Increasing opportunities for up-close encounters with sharks and other animals are making wildlife tourism one of the fastest growing tourism sectors - leading Australian ecology experts to venture to one of the world's main sites to investigate the effects of tourism on endangered whale sharks.
At Oslob in the Philippines, Flinders University's Southern Shark Ecology Group and Global Ecology Lab scientists joined local Filipino researchers to measure how the daily feeding regimes for resident whale shark population might have affected their behaviour and physiology by assessing their activity and metabolic requirements.
Oslob is home to one of the world's largest whale shark (Rhincodon typus) tourism sites, with operators using 150kg to 400kg of food to attract the impressive animals to the picturesque location.
In the 12 years since feeding whale sharks began, mass tourism at the location has increased the size of shark aggregation as well as changed shark behaviour, including 'desensitisation' to boat and human contact.

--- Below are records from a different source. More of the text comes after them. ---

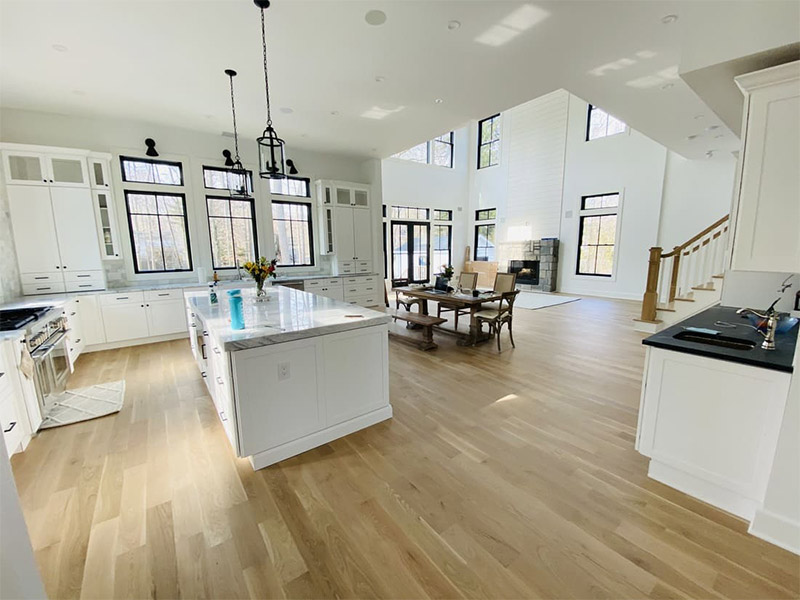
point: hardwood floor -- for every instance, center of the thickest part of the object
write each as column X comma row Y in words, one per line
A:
column 508, row 475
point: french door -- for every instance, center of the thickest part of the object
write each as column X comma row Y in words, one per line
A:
column 411, row 251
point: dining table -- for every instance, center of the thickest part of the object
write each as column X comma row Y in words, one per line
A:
column 455, row 299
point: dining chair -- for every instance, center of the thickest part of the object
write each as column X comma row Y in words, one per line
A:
column 400, row 298
column 497, row 317
column 466, row 282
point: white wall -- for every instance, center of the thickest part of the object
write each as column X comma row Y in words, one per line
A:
column 696, row 193
column 629, row 163
column 408, row 183
column 193, row 149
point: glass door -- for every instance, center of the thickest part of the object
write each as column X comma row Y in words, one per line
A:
column 410, row 251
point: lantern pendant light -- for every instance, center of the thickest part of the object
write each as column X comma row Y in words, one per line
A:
column 271, row 148
column 239, row 183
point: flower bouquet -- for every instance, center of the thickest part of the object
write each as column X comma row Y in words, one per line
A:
column 260, row 270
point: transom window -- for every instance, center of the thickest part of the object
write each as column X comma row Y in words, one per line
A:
column 146, row 170
column 216, row 178
column 410, row 213
column 291, row 226
column 291, row 186
column 438, row 151
column 232, row 230
column 489, row 142
column 598, row 234
column 601, row 124
column 159, row 232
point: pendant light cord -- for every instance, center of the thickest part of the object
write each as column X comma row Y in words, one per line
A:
column 266, row 76
column 235, row 132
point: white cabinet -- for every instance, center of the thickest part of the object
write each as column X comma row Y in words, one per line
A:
column 34, row 229
column 767, row 207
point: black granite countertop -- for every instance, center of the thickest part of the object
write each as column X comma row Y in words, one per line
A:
column 780, row 359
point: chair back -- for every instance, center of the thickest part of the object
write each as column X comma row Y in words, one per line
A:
column 468, row 281
column 505, row 283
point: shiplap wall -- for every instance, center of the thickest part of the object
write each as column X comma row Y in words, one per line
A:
column 536, row 150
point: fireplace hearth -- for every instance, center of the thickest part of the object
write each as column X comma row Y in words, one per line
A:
column 527, row 271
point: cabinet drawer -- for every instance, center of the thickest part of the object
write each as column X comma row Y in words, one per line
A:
column 85, row 286
column 40, row 278
column 84, row 276
column 43, row 288
column 122, row 298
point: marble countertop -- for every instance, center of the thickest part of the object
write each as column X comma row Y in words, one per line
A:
column 287, row 315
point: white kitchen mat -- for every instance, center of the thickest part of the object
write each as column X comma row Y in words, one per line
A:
column 534, row 300
column 83, row 404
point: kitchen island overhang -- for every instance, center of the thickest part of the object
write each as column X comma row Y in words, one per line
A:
column 306, row 370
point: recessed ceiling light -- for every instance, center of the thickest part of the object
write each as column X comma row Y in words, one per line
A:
column 375, row 17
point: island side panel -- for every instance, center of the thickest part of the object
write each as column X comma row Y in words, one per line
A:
column 294, row 396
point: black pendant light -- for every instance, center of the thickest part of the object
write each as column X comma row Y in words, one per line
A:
column 239, row 183
column 271, row 148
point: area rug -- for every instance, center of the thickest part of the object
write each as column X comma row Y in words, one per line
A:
column 83, row 404
column 534, row 300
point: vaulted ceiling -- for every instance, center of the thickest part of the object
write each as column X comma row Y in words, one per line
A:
column 340, row 84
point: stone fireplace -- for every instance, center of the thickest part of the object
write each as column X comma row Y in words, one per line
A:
column 534, row 261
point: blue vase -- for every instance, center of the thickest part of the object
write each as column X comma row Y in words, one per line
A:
column 237, row 313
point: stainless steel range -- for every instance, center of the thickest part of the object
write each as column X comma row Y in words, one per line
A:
column 45, row 330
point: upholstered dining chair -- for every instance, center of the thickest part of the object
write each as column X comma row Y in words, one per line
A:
column 466, row 282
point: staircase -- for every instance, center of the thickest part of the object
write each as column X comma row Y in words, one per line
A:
column 685, row 280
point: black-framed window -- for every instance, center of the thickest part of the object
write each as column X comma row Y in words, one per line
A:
column 438, row 151
column 442, row 242
column 489, row 141
column 148, row 170
column 293, row 231
column 232, row 231
column 411, row 251
column 299, row 187
column 600, row 124
column 597, row 234
column 410, row 213
column 217, row 178
column 159, row 232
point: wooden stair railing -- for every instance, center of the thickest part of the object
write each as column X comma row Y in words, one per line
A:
column 693, row 265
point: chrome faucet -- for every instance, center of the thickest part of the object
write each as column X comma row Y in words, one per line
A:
column 772, row 317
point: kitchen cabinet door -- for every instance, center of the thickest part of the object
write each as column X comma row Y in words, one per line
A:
column 76, row 230
column 166, row 317
column 362, row 234
column 91, row 320
column 125, row 322
column 34, row 229
column 345, row 245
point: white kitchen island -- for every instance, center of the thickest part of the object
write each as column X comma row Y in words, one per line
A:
column 306, row 370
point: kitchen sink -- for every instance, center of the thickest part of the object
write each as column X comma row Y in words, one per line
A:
column 720, row 341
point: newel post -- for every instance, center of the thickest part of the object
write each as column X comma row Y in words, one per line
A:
column 676, row 264
column 650, row 299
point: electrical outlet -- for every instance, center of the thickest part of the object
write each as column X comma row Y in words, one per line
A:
column 283, row 371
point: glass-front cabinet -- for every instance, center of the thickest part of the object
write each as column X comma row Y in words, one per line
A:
column 106, row 224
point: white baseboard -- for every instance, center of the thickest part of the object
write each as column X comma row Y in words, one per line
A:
column 776, row 529
column 136, row 342
column 318, row 438
column 710, row 493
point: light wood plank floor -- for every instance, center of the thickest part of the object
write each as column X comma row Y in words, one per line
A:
column 504, row 475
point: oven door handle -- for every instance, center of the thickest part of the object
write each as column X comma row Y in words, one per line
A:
column 46, row 350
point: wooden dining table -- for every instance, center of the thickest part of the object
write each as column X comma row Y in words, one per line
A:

"By fitting 16 whale sharks with small accelerometers, similar to a fitness tracker, we found their daily movements and resulting metabolic rate increased by up to 55% in response to their quest for food at the tourism site," says Flinders University Honours researcher Christine Barry, who is now doing a PhD at Murdoch University, WA.
"Our bioenergetics model suggests that providing about 220kg of food per day would be sufficient to offset higher metabolic rate driven by tourism.
"However, the unknown long-term consequences of feeding whale sharks suggests that managers should focus on making changes to operating procedures to reduce the high activity we see at the site."
Supported by the Harry Butler Institute at Murdoch University and the Australian Institute of Marine Science, Ms Barry hopes her current PhD project will support management at West Australia's Ningaloo Reef by measuring the importance of foraging ground for this vulnerable species.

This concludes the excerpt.